I caught up with a friend and colleague, recently, for coffee. We’ve known each other for yonks. Probably 25 years. We’ve played in the same space, in the same area, for a while, and our professional trajectories, whilst originally quite close, have shot off in two completely different directions.

As we’re talking over life, adult and near to adult children, ageing parents, and the type of work we’re each engaged in these days, the topic of their “what’s next” came up. An opportunity has presented itself, to take over the role of someone who themselves is transitioning to something different in life.
 
I gathered a sense of anxiety about my friend’s impending move.

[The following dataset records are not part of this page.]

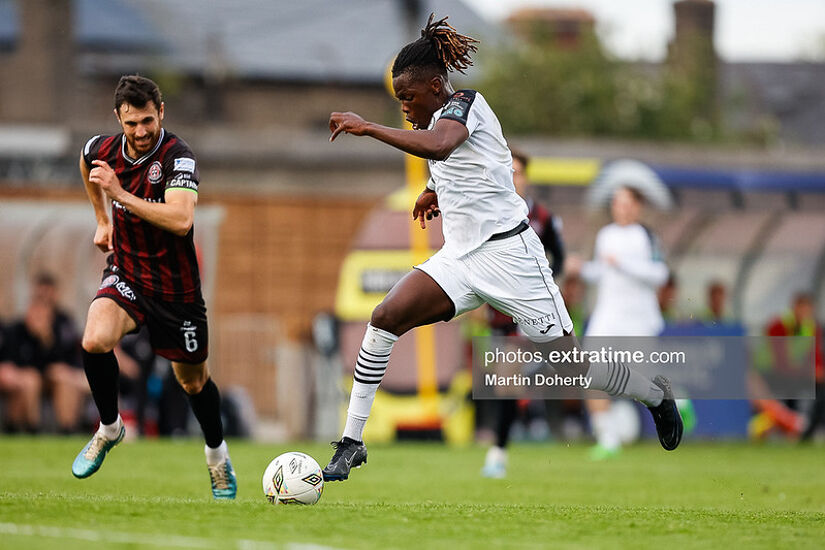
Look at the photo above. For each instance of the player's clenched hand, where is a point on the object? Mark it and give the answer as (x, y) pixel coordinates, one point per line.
(103, 237)
(426, 207)
(104, 176)
(349, 123)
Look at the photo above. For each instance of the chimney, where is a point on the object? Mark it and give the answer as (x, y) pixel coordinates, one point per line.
(694, 31)
(692, 53)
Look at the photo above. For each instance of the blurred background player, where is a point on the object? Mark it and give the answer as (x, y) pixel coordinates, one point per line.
(152, 276)
(627, 268)
(548, 228)
(42, 358)
(490, 254)
(784, 416)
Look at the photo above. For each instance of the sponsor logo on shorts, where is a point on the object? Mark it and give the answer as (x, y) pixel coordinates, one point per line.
(109, 281)
(126, 291)
(184, 165)
(155, 173)
(546, 321)
(546, 330)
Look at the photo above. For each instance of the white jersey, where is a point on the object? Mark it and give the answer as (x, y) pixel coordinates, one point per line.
(475, 183)
(626, 304)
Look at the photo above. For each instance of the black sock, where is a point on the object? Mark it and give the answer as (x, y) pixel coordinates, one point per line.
(102, 374)
(207, 408)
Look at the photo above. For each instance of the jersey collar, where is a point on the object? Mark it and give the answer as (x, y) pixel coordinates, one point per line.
(132, 161)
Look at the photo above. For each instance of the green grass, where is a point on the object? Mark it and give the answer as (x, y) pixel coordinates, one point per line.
(155, 494)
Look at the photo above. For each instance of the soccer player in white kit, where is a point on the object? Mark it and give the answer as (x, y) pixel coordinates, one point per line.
(628, 268)
(490, 253)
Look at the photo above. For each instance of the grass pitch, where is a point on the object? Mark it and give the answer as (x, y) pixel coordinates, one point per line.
(155, 494)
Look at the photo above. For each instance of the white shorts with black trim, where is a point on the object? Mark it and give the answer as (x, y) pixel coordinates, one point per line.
(513, 276)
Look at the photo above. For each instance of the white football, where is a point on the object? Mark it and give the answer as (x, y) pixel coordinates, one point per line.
(293, 478)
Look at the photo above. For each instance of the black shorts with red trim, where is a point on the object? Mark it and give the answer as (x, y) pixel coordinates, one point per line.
(178, 330)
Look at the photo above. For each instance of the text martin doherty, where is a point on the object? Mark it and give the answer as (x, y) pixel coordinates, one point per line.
(537, 379)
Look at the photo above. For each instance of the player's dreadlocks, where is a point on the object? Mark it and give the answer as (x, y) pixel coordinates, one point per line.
(440, 47)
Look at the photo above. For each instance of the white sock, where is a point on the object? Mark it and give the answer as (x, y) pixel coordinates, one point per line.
(217, 455)
(604, 431)
(621, 381)
(111, 431)
(369, 371)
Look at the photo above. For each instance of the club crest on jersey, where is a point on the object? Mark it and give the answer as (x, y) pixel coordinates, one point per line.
(155, 173)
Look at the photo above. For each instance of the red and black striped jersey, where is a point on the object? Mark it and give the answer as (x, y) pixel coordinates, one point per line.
(161, 264)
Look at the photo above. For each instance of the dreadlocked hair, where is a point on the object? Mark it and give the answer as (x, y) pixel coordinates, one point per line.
(440, 47)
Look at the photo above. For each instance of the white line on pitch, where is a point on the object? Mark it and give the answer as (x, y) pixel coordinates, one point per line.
(165, 541)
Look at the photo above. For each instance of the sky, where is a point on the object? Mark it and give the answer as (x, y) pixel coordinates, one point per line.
(746, 30)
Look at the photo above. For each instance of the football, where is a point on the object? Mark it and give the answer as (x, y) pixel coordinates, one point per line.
(293, 478)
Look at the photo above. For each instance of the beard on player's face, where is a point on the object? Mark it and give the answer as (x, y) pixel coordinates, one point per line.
(144, 142)
(141, 126)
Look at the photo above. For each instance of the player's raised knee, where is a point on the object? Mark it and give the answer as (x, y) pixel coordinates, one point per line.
(385, 318)
(96, 341)
(193, 386)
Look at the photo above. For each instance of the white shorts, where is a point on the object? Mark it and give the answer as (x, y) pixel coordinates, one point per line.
(513, 276)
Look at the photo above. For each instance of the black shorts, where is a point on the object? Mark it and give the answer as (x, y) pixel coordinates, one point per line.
(177, 330)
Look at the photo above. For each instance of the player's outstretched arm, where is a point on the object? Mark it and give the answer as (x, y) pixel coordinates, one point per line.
(103, 233)
(435, 144)
(426, 207)
(176, 215)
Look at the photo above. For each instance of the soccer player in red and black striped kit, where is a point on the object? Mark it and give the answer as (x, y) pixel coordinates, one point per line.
(151, 178)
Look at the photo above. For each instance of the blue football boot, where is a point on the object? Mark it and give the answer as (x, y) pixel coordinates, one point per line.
(224, 482)
(91, 457)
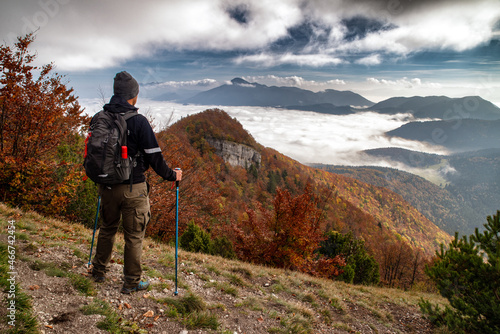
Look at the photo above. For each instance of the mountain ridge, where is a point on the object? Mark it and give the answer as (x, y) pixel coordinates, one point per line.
(243, 93)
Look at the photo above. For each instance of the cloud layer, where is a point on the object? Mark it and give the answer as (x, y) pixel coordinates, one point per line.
(82, 35)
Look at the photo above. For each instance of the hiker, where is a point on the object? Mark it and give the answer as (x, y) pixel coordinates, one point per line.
(129, 201)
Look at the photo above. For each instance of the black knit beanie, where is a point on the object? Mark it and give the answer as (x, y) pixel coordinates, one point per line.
(125, 85)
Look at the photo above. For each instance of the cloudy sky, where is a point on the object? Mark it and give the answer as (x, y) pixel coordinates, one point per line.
(377, 48)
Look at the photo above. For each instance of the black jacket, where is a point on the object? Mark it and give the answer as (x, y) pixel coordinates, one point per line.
(141, 138)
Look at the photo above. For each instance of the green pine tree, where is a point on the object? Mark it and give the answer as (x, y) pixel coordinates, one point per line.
(468, 275)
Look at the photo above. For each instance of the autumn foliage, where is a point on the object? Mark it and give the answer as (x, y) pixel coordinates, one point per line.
(286, 236)
(276, 212)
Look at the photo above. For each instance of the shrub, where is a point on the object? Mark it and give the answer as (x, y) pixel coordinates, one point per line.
(361, 267)
(195, 239)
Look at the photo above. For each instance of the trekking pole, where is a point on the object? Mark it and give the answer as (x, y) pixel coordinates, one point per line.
(176, 229)
(95, 227)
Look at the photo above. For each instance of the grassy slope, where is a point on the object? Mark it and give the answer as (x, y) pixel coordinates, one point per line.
(231, 296)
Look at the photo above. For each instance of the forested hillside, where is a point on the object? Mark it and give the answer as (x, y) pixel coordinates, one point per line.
(277, 212)
(465, 189)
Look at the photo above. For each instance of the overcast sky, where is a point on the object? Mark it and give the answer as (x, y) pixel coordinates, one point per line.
(377, 48)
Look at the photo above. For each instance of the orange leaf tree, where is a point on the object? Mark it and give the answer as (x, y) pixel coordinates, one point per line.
(37, 114)
(288, 236)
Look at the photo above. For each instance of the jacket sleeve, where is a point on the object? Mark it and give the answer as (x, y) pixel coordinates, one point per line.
(152, 152)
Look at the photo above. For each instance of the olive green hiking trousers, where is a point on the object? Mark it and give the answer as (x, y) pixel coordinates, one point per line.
(132, 209)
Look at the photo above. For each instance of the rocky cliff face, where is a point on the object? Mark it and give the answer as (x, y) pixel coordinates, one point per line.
(235, 154)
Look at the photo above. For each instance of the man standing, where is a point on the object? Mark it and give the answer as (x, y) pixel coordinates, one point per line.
(124, 202)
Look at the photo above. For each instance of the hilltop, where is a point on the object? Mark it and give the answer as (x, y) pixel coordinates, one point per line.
(215, 295)
(243, 93)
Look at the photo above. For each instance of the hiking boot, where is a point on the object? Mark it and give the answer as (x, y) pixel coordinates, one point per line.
(99, 279)
(141, 286)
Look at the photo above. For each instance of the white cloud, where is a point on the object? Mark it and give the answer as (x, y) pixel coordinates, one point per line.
(269, 60)
(80, 35)
(370, 60)
(296, 81)
(308, 137)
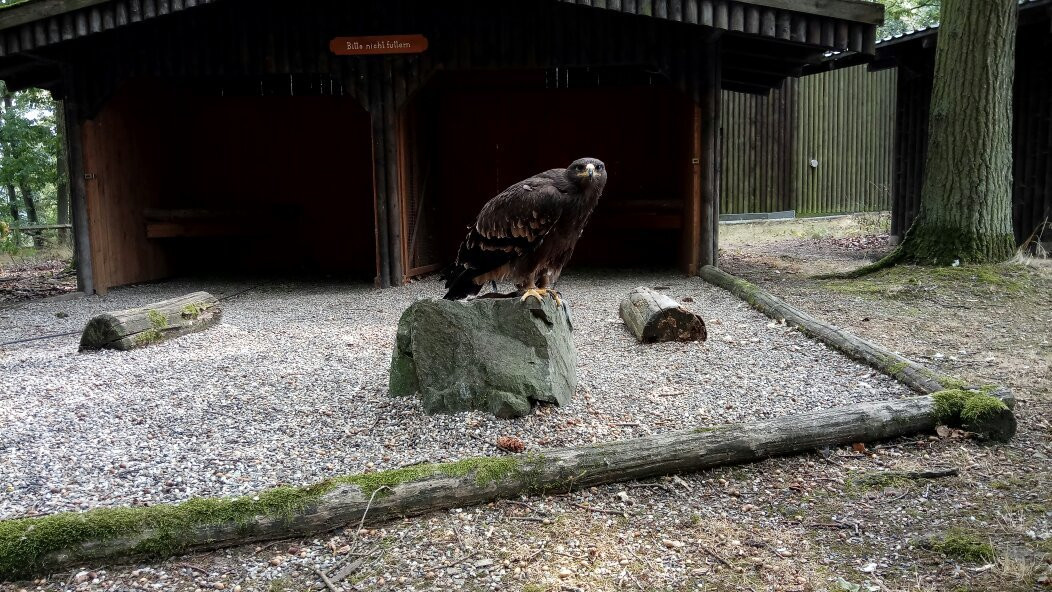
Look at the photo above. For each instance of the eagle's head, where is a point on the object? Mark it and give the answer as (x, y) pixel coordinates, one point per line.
(587, 172)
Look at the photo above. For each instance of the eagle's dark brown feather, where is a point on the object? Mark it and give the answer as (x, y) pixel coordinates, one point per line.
(528, 231)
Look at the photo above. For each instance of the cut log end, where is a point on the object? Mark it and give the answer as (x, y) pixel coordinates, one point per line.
(653, 317)
(161, 321)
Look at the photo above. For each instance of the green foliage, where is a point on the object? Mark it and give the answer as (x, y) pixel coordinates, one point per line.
(28, 148)
(157, 320)
(969, 406)
(965, 546)
(191, 311)
(904, 16)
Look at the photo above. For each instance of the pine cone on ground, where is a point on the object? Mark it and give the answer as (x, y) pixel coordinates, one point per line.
(510, 443)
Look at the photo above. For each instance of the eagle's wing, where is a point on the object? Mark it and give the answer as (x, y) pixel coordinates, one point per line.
(510, 225)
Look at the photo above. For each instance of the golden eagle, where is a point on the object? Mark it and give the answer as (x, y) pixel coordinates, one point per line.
(527, 232)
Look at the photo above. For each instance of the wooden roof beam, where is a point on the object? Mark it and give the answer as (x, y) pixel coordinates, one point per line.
(34, 11)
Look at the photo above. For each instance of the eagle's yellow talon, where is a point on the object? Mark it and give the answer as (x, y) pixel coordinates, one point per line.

Not to the point of preventing them from proceeding. More from the viewpoint of not wanting to let people down. Like, the person that introduced them to this fantastic new opportunity, or the people that they will now be professionally associated with. These are big shoes to fill, and the loss of the transitioner will be felt, to some degree, by the people they themselves have engaged with, over many years.
 
“Just be you. Don’t try to be them” was my comment as we’re wrapping up proceedings. “You’re really good at what you do. I’ve seen you in action. You’ve got your own style and way of doing things, and its great”.
 
I could see my friend’s shoulders loosen, as a small, but perceptible, sense of relief emanated, and some grateful words were offered from them, in return.
 
When you’re looking to promote people inside an organisation, don’t look for a clone of the last person that sat in the chair. Look for someone, that will add their own flair to the role. Let them bring themselves to the position, not an imitation of the former occupant.
 
Similarly, in family businesses, when it’s time for the matriarch or patriarch to step aside, don’t necessarily assume it’s the eldest that should step into the senior role. Nor, again, should the family appoint Mum or Dad’s one generation down doppelgänger to keep running the show. Quite often, that’s fatal, as invariably, comparisons are too easily made between how Mum or Dad did it, and how Junior does it.
 
A different personality, or style, stepping into a long standing role is not about “preserving” what’s there. It’s about building on it, to morph the business, or the service offer. Quite often, the new approach, brings in new people, who may never have considered previously, the service that was on offer. Focus on the opportunity to “build upon” the existing, strong foundations.
 
In an age where we’re surrounded by so much that is fake, in the media, in society and amongst those that are supposedly our leaders, what I believe people are looking for, in most relationships, is for the people they deal with to be authentic. They want “you” to be “you”, and not someone else. That way, you can be trusted, for who you are, and what you bring to the table.
 
When a new opportunity opens up, wear your own shoes to the role. They’re well worn, comfortable, and offer the support that you need, to perform at your best.

This Week’s Tip

“Quite often, we don’t see in ourselves, what others do. Yet, if we took the time to ask, we might be surprised at what others value, and how much they value it.”